McKinney, a member of the Choctaw Nation who’s also the moderator of the non-contiguous Dakota Presbytery, relayed a story from the presbytery’s closing worship last weekend, a service highlighted by the baptism of a young boy. As worshipers were singing “Jesus Loves Me” in the Dakota language, McKinney invited the father to carry his son throughout the congregation so the child might receive blessings from those gathered.

“Old and young, some lifelong followers of Christ and others new to the faith — all reached out to place a hand on the child, shake his little hand, or pat him on the head,” McKinney said. “Some of our elders said a few words of blessing, offering prayers for this little boy. As they made their way to the front, I thought someday, this child will run up and down the aisles and be involved in youth programs. I thought he might become an elder, a commissioned ruling elder or a teaching elder in Dakota Presbytery. Maybe someday he might even be moderator of Dakota Presbytery.”

“As [father and son] completed the journey, it was emotional for me seeing people reach out to bless this child. I thought, this child will be the carrier of our faith, hymns and language, carrying traditions to the next generation,” McKinney said. “With a shaky voice I reminded the congregation that we are here today because somebody prayed for us. Today we have the responsibility to pray for this young man and others like him.”
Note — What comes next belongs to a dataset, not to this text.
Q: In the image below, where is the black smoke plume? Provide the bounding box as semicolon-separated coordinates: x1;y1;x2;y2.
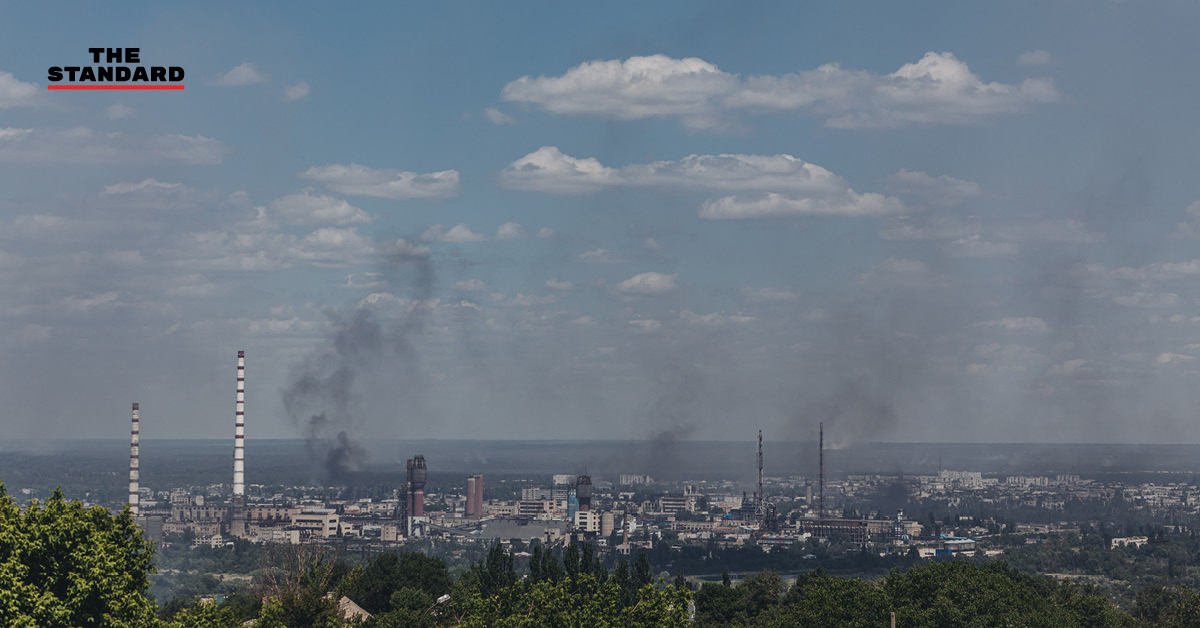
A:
282;248;433;483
McKinney said he thought about Native hymns as he sat on his sister’s back porch in South Dakota last weekend, listening as the birds sang. Those going into Babylonian captivity as depicted in Psalm 137 “sat by a river while they remembered and mourned the loss and destruction of their land, the deep sorrow and longing for what once was,” McKinney said. “They were appalled their captors asked in mirth for them to sing a song of Zion.”

“I thought about the hymns we love. They are powerful medicine for our weary souls,” McKinney said. Native hymns “connect us with the past, with those who lived through unimaginable atrocities designed to eradicate us as people.”

“But we are still here, and we still sing our songs,” McKinney said. “Sacred sites, lands and rivers are still here, but are oftentimes not accessible to us. These sites and locations that once bore our traditional names now bear the names of early explorers who discovered them. When combined with other microaggressions and actions, they build on each other.”

Native people “may live in the poorest areas of the country and our churches may be falling to pieces around us, but we will continue to sing the songs that have sustained our people through the generations,” McKinney said.

After delivering his sermon, McKinney prayed the Lord’s Prayer in the Choctaw language, inviting those in worship to offer their own prayer in the language closest to their heart. He closed worship by singing “The Christian’s Resolution,” a hymn Choctaw people sang as they were being removed from their traditional homelands in the early 19th century. They sang this hymn “in the morning as people gathered and prepared for the day’s journey,” McKinney said, explaining the first verse reminds the singers to have faith in Jesus Christ, while the second verse speaks of God searching for the people.

“We are precious in God’s sight, the God who makes us one of his own,” McKinney said.